Hz.Ömer (R.A), malının yarısını verdi. Allah Rasûlü, O'na da bereket duâsı etti.

Hz.Ebû Bekir (R.A.) ise elinde olan nesi varsa, herşeyini bu yola vakfetti. Yanında bulunan servetinin hepsini getirdi. Onu, kendisinden bile gizler gibi Peygamber Efendimiz'e usûlca verdi.

Allah Rasûlü; "Ya Ebâ Bekir! Ev halkına ne bıraktın." diye sordu.

Hz.Ebû Bekir; "Onlara, Allah ve Rasûlü'nü bıraktım." dedi.

Önceden içinden; «Ebû Bekir, beni her defa geçiyor. Ben de hayır yarışında bu def'a onu geçeyim.» diye niyet etmiş olan Hz.Ömer, Hz.Ebû Bekr'in hayır yarışında yine kendisini geçtiğini görünce hüngür hüngür ağlıyarak; "Vallâhi, Ey Ebû Bekir! Babam anam sana fedâ olsun. Hayır yolunda hiçbir yarış yapmadık ki, Sen onda beni geçmiş olmayasın. Ben, artık anladım ki, hiçbir şeyde Seni geçemeyeceğim." dedi.

Daha sonra Eshâbı Kirâm'dan her biri, mâli gücü ve îmânı nisbetinde, bu ûlvi Tebük seferi için mallarını infak ettiler. Abdurrahman ibn-i Avf, bu sefer için 100 okka altın, Hz.Abbas ve Talhâ bir çok şeyler infak ettiler. Asım ibn-i Adiyy, 1400 kilogramlık bir hurmayı infak etti.

Birçok kadınlar da imkanlarına göre, her şeylerini Allah ve Rasûlüne gönderdiler. Bâzı kadınlar, kollarındaki bilezikleri, kulaklarındaki küpeleri, göğüslerindeki gerdanlıkları, mescidde Peygamber Efendimiz'in önüne atıyorlardı. Allah Rasûlü de onlara en güzel bir şekilde duâ ediyordu.

Peygamberimiz, işini çok sıkı ve hızlı tuttu. Sefere çıkmak için ordugâhını Seniyyet-ül Vedâğ'da kurdu. Kadınlar ve çocuklar, Peygamber Efendimiz'i uğurlamak için buraya kadar geldi. Tebük Seferi için toplanan Müslümanlar, dîvan defterine sığmayacak kadar çoktu. Allah Rasûlü, ordugâhta namaz kıldırmakla, Hz.Ebû Bekir (R.A.)'i vazîfelendirdi. Medîne'de, Muhammed ibn-i Mesleme'yi yerine vekil bıraktı.

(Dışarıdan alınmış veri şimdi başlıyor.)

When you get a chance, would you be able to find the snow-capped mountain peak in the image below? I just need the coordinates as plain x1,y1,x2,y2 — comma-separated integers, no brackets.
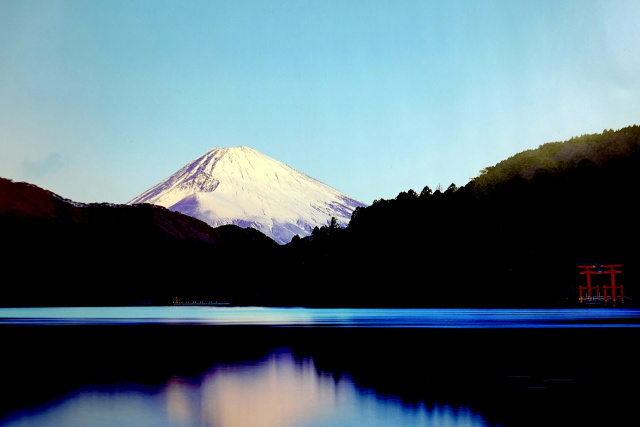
128,146,365,244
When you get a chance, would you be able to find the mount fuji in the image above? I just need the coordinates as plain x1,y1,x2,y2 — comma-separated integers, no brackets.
127,147,366,244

Peygamberimizle birlikte Seniyyet-ül Vedâğ'a kadar gitmiş olan Hz.Ali'ye; "Burada muhakkak ya ben oturacağım, ya sen oturacaksın." buyurup Ehl-i Beyt'in ihtiyaçlarını görmek üzere Medîne'de bırakınca, Hz.Ali ağlıyarak; "Yâ Rasûlellah! Beni çocuklar ve kadınlar içinde vekil mi bırakıyorsun?" dedi.

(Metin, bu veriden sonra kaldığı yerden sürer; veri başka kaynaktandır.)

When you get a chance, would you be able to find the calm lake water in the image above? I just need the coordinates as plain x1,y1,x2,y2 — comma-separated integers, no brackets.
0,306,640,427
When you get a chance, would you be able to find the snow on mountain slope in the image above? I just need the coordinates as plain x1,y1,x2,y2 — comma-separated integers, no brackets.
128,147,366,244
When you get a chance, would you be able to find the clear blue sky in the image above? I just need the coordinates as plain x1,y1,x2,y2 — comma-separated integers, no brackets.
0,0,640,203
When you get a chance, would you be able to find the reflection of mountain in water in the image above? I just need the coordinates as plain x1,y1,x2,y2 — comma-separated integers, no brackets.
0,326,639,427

Peygamberimiz; "Bana göre Sen, Hz.Mûsa yanında Hz.Hârun mevkiinde olmağı, kabul etmiyor musun? Ancak benden sonra nebî yoktur." buyurdu.

Bunun üzerine Hz.Ali, hemen geri dönerek, öyle hızlı yürüdü ki ayaklarının kaldırdığı tozların havaya yükseldiği görüldü.